Friday, December 29, 2023

Judge Leslie Ann Celebrezze asked the trial court to hide from public view subpoena language quoting a sexual text message she allegedly sent. Distorting the court record would violate federal and Ohio constitutional law, the plaintiff's brief argues.

Plaintiff in retaliation case against Judge Leslie Ann Celebrezze opposes Celebrezze's effort to hide subpoena content
Still image from surveilance footage of Judge Leslie Ann Celebrezze and receiver Mark Dottore, as reported by The Marshall Project

CLEVELAND, OH — Today, Georgeanna "Georgia" Semary, the plaintiff in a civil-liability-for-criminal-acts retaliation and intimidation case against Cuyahoga County Domestic Relations Court Judge Leslie Ann Celebrezze, filed a legal brief opposing Celebrezze's effort to hide from public view the language of a sexual-invitation text message that evidence in the case suggests she sent receiver Mark Dottore. Dottore is a receiver that Celebrezze has serially appointed to oversee the assets of divorcing couples' cases.

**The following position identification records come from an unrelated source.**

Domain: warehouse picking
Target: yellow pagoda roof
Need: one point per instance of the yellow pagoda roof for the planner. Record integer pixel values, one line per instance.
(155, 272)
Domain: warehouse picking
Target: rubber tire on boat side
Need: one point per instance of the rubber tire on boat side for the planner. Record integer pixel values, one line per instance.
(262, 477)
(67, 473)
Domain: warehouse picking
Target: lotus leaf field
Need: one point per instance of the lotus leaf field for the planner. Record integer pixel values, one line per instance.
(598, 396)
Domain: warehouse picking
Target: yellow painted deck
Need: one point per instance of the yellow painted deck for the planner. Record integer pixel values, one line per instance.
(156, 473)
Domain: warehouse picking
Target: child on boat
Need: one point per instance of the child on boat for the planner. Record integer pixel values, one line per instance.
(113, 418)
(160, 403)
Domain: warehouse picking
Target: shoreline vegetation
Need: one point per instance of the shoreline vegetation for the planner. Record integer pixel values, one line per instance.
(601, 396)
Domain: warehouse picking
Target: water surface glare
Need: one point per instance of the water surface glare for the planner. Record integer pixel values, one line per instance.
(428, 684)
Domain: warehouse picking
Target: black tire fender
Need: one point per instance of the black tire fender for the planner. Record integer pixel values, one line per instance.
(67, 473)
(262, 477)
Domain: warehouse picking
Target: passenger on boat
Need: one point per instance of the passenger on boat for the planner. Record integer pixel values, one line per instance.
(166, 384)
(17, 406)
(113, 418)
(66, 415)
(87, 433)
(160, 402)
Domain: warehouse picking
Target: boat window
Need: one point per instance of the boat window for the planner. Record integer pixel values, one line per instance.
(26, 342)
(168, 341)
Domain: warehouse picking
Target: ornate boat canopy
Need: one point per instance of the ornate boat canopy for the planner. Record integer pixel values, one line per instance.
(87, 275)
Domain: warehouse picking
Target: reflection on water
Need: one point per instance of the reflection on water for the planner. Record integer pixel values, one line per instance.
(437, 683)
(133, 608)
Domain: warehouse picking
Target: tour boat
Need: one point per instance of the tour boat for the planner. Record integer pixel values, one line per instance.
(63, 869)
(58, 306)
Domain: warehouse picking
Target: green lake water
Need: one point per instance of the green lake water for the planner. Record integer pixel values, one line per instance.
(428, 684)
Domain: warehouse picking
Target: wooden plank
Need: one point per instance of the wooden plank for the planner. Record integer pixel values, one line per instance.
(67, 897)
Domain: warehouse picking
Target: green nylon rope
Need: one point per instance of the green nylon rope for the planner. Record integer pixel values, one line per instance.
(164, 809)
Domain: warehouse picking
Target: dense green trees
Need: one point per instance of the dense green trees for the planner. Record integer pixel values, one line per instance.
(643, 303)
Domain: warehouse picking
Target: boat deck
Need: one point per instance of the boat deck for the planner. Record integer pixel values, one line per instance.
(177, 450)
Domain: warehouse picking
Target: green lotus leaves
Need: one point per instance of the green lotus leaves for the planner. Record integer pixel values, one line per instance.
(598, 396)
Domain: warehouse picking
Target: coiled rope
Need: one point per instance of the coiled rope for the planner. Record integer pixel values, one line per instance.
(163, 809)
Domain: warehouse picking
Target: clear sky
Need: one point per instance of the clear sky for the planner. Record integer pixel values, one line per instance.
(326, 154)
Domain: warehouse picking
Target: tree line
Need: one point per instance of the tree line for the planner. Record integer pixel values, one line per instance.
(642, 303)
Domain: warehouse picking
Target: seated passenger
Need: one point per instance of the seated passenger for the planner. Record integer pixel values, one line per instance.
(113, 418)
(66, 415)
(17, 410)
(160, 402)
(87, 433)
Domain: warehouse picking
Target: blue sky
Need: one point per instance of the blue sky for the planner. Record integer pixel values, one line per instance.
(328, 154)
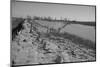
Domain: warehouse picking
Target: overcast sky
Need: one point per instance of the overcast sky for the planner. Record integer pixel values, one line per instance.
(72, 12)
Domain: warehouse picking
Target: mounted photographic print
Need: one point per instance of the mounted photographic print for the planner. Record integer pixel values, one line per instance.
(52, 33)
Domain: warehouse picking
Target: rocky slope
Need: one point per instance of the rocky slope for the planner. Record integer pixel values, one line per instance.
(33, 46)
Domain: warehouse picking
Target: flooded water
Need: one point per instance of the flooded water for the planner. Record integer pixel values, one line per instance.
(87, 32)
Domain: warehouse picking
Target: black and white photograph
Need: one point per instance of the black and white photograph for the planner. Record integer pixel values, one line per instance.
(44, 33)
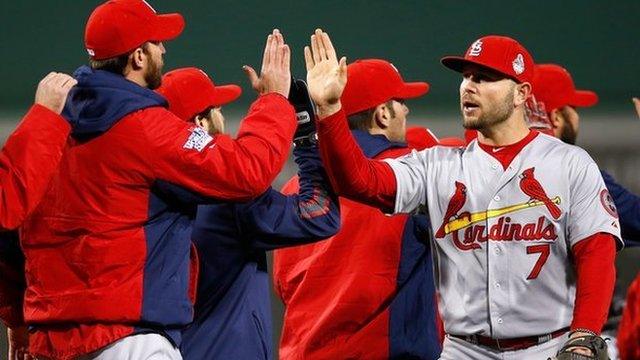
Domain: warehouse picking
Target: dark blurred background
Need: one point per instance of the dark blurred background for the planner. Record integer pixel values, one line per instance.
(598, 41)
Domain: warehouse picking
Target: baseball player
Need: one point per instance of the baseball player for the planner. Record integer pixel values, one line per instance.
(368, 292)
(107, 252)
(27, 162)
(232, 309)
(525, 231)
(628, 337)
(32, 152)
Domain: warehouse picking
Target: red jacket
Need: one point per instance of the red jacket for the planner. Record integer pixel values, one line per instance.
(27, 162)
(108, 249)
(367, 292)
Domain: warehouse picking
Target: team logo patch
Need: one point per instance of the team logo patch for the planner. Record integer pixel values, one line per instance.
(303, 117)
(518, 64)
(198, 139)
(150, 7)
(608, 204)
(468, 229)
(476, 48)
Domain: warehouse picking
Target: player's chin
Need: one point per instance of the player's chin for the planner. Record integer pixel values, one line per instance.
(471, 122)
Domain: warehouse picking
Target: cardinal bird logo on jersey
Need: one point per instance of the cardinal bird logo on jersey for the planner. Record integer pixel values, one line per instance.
(455, 204)
(532, 188)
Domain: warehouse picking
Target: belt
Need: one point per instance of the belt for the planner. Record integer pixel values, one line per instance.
(513, 343)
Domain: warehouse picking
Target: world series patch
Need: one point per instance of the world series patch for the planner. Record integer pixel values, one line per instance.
(607, 202)
(198, 139)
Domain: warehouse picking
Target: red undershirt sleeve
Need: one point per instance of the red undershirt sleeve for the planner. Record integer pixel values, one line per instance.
(352, 175)
(596, 272)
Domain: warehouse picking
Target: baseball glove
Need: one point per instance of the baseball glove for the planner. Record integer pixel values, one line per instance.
(305, 112)
(596, 344)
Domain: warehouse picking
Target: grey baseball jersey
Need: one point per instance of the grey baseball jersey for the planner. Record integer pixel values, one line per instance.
(503, 237)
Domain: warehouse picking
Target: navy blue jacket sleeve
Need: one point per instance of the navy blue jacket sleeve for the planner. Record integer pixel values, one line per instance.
(628, 205)
(274, 220)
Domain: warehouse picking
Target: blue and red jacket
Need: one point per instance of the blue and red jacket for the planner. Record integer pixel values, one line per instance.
(233, 309)
(108, 253)
(366, 293)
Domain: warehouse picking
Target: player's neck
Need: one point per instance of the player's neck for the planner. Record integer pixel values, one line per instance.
(505, 133)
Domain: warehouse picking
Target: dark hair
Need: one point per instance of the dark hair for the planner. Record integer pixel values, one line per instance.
(363, 119)
(116, 64)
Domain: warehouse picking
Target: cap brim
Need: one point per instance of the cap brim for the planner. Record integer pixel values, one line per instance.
(452, 142)
(457, 63)
(168, 27)
(584, 98)
(225, 94)
(413, 90)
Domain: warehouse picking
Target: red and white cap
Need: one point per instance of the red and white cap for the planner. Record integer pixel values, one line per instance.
(553, 86)
(119, 26)
(189, 91)
(371, 82)
(499, 53)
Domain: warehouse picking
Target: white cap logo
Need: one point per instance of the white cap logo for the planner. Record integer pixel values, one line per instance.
(476, 48)
(518, 64)
(150, 7)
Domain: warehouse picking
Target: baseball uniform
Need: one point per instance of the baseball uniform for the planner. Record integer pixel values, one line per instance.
(511, 234)
(106, 227)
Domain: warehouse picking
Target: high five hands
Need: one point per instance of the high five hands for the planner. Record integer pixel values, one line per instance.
(275, 75)
(326, 76)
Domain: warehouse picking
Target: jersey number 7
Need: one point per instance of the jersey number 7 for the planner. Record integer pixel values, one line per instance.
(543, 250)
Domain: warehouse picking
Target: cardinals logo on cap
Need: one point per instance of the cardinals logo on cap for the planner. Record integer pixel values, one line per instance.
(476, 48)
(150, 7)
(518, 64)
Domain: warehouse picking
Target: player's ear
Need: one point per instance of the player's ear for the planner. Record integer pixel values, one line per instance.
(555, 118)
(137, 58)
(381, 116)
(521, 93)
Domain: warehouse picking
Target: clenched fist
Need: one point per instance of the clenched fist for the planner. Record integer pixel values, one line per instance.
(53, 90)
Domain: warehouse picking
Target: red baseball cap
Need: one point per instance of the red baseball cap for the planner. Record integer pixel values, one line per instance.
(119, 26)
(371, 82)
(554, 87)
(499, 53)
(189, 91)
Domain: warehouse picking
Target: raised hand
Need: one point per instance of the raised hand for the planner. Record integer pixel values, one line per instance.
(53, 90)
(275, 75)
(326, 77)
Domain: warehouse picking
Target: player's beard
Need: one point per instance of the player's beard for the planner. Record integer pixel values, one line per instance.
(495, 115)
(568, 134)
(153, 74)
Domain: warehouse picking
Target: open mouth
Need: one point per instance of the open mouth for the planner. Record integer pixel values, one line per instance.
(469, 105)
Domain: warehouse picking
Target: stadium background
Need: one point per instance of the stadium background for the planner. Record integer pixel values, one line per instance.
(598, 41)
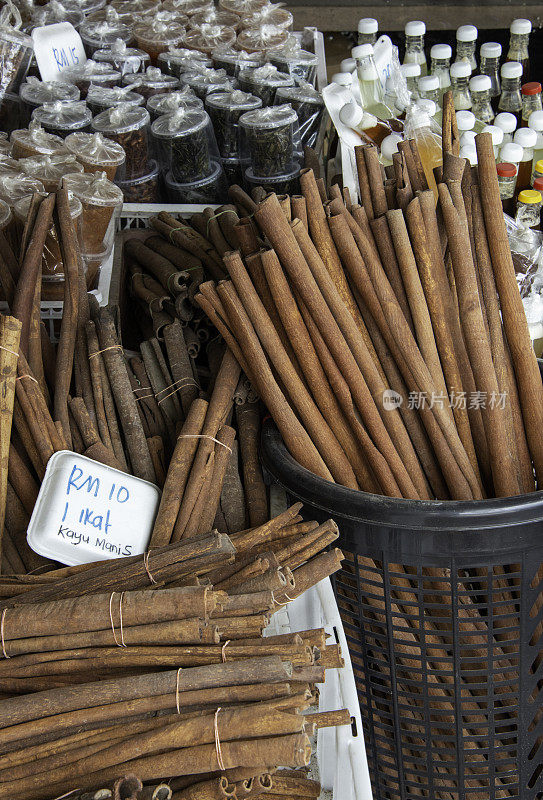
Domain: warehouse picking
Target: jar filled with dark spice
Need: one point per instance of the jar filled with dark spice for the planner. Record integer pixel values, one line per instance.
(308, 105)
(49, 170)
(100, 199)
(208, 81)
(156, 34)
(225, 109)
(161, 104)
(152, 82)
(128, 126)
(211, 189)
(301, 64)
(269, 140)
(34, 93)
(63, 118)
(122, 58)
(264, 82)
(183, 143)
(35, 140)
(144, 189)
(98, 35)
(95, 152)
(101, 98)
(97, 73)
(232, 60)
(177, 60)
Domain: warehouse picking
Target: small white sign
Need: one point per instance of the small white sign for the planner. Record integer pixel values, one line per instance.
(57, 47)
(87, 511)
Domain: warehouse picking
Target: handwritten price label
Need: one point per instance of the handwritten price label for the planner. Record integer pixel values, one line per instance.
(56, 48)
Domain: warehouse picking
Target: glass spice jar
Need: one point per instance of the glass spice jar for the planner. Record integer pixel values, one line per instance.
(123, 59)
(128, 126)
(63, 118)
(490, 54)
(479, 88)
(182, 143)
(94, 152)
(531, 100)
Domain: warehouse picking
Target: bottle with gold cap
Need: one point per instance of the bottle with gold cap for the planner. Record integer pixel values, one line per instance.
(529, 209)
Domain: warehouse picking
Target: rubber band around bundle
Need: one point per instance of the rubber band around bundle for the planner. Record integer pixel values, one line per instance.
(13, 353)
(203, 436)
(220, 762)
(112, 347)
(2, 623)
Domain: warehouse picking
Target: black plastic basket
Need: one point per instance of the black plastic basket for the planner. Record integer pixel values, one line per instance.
(442, 604)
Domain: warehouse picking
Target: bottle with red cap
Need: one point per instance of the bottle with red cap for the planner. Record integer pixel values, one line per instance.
(507, 178)
(531, 100)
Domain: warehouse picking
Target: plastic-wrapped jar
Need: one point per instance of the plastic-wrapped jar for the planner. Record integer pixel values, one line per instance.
(123, 59)
(98, 35)
(264, 82)
(50, 169)
(527, 139)
(208, 81)
(95, 153)
(257, 40)
(154, 36)
(466, 44)
(479, 88)
(440, 63)
(531, 99)
(35, 93)
(34, 140)
(178, 60)
(510, 98)
(518, 44)
(490, 65)
(300, 64)
(209, 38)
(161, 104)
(428, 87)
(414, 44)
(99, 74)
(152, 82)
(269, 134)
(308, 104)
(182, 143)
(63, 118)
(225, 109)
(100, 199)
(529, 209)
(128, 126)
(460, 73)
(211, 189)
(367, 30)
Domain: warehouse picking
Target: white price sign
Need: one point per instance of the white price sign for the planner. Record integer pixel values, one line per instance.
(57, 47)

The language was contained in subpoenas to Dottore and his business filed on the public docket.

The subpoenas sought from Dottore, among other things, an August 6, 2008 text message from Celebrezze to him allegedly urging:

“I know it is early but my house is still quiet. I know your stressed out. You need to make love to me this week I feel safe when I am in your arms.”


Celebrezze's motion, which purported to join a motion by Dottore, claimed that no evidence supports inclusion of the language seeking such a text from Dottore.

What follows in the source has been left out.